[PYTHON] Learn with Splatoon nervous breakdown! Graph theory
Introduction
Introducing the knowledge of graph theory used in Splatoon Nervous Weakness made as a hobby, and how the algorithm of graph theory is applied to actual problems. This is an article with the purpose of learning happily.
The app is open to the public, so please play with it if you like.
Overview description of the app
I wrote on my blog about the rules, problems during development, and a part of the contents of the implementation, so please read that for details.
Splatoon Concentration App Released-Gugurira Nikki
Here's a quick overview, focusing on what you need to read this article.
It's basically the same rule as normal nervous breakdown.
The difference from normal nervous breakdown is that the opponents of the paired cards are diverse and the score changes depending on the rarity of the pair.
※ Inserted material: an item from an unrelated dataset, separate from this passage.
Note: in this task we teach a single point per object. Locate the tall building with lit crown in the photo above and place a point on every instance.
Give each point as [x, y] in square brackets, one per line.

In Splatoon Concentration, turn over each card with Splatoon's buki and pair it.
There are many buki in Splatoon, and each buki has a main weapon, a sub weapon, and a special weapon.
In the figure above, the main weapon is displayed on the left, and the sub weapon and special weapon are displayed on the right.
In Splatoon Concentration, you can pair if any of Buki's main weapon, sub weapon, or special weapon matches.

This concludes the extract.